Illusionist Darcy Oake prepares for his great escape
Illusionist Darcy Oake prepares for his great escape


    Illusionist Darcy Oake prepares for his great escape


Illusionist Darcy Oake prepares for his great escape 02:01

Story highlights

  • Darcy Oake to attempt escape from water cube on New Year's Day
  • 28-year-old illusionist will perform challenge at London parade Friday

London (CNN)On New Year's Day, most people are kick-starting resolutions or nursing sore heads from late night festivities.
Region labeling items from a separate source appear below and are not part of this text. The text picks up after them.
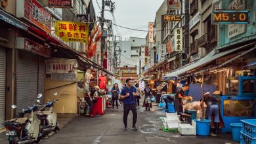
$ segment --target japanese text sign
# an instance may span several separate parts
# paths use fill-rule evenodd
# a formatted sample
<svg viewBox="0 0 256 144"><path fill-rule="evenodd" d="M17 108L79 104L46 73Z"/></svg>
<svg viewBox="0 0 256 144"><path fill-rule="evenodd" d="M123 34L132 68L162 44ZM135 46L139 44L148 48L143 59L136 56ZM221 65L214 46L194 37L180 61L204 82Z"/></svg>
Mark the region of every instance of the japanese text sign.
<svg viewBox="0 0 256 144"><path fill-rule="evenodd" d="M174 48L173 50L175 52L182 51L183 46L183 35L182 29L177 28L174 29Z"/></svg>
<svg viewBox="0 0 256 144"><path fill-rule="evenodd" d="M154 42L154 23L149 22L148 23L148 42L153 43Z"/></svg>
<svg viewBox="0 0 256 144"><path fill-rule="evenodd" d="M63 41L88 43L88 23L57 21L55 23L56 35Z"/></svg>
<svg viewBox="0 0 256 144"><path fill-rule="evenodd" d="M167 0L167 1L168 10L173 10L180 9L180 0Z"/></svg>
<svg viewBox="0 0 256 144"><path fill-rule="evenodd" d="M51 33L51 14L36 0L17 0L16 16Z"/></svg>

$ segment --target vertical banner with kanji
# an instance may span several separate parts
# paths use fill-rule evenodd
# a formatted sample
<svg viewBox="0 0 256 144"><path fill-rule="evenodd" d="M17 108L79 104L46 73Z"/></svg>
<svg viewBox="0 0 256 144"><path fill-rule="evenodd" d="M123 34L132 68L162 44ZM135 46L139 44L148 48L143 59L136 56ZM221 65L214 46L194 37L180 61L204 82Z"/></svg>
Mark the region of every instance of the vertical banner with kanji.
<svg viewBox="0 0 256 144"><path fill-rule="evenodd" d="M88 23L57 21L55 29L56 35L66 42L88 43Z"/></svg>
<svg viewBox="0 0 256 144"><path fill-rule="evenodd" d="M177 28L174 30L174 48L175 52L181 52L183 50L182 29Z"/></svg>
<svg viewBox="0 0 256 144"><path fill-rule="evenodd" d="M153 43L154 42L154 23L149 22L148 23L148 42Z"/></svg>

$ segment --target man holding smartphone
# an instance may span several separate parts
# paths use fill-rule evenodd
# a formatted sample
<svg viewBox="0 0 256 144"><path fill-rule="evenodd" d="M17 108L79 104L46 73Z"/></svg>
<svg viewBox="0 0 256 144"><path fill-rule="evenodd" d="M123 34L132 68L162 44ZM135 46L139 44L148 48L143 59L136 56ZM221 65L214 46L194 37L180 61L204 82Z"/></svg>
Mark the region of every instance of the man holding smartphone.
<svg viewBox="0 0 256 144"><path fill-rule="evenodd" d="M132 130L137 130L136 122L137 120L137 111L135 103L135 96L137 96L135 87L133 86L133 81L131 79L126 79L127 86L123 88L121 92L121 99L123 99L123 124L125 130L127 130L127 118L130 110L133 113L133 126Z"/></svg>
Not Darcy Oake. The 28-year-old Canadian illusionist is planning a great escape.
    "If it goes well it will be really cool, but if it goes wrong it will be a legendary failure," he says, possibly understating what sounds and looks like a death-defying stunt.
    The Houdini-style challenge will see Oake suspended 20 feet in the air, both arms shackled to a wood and steel frame, with his head locked inside a bulletproof glass cube full of water.
    He will have little more than two minutes to unpick three locks before he runs out of air.
    There are no tricks, no illusions. It is a test purely of endurance.
    "I have been training for the past year and a half to hold my breath for extended periods of time," Oake explains. "I can do it on the ground no problems, without exerting any energy, for I would say roughly three minutes, but when you get into this situation where you are actively trying to pick locks, the whole game changes."
    Oake will face the added distraction of performing the stunt in front of thousands of people during London's annual New Year's Day Parade. He's also never attempted it outside, where large crowds and the weather are all unknown influences.
    "It's going to be a challenge for me just to block everything out," he says. "The biggest thing with this for me to remember is just not panicking, because the second you start panicking you're not thinking straight and that's when the whole thing can go south."
    And it has gone south before. On two previous attempts, Oake has had to be rescued by his crew. During one rehearsal he dropped the pin. In another, he struggled to unpick the first lock and panicked.
    While Oake can be rescued within 10 seconds on the ground, he won't have that luxury when he debuts the stunt from 20 feet in the air on New Year's Day.
    "If something is to go wrong and there is a panic mode or some sort of catastrophe, nobody is going to be able to get to the apparatus to help me," he says, without a hint of dread.
    But for Oake, there is no downside here.
    "If I get out, that is a one-of-a-kind escape. That's pretty epic as far as I'm concerned. If it goes horribly wrong, that's also pretty epic."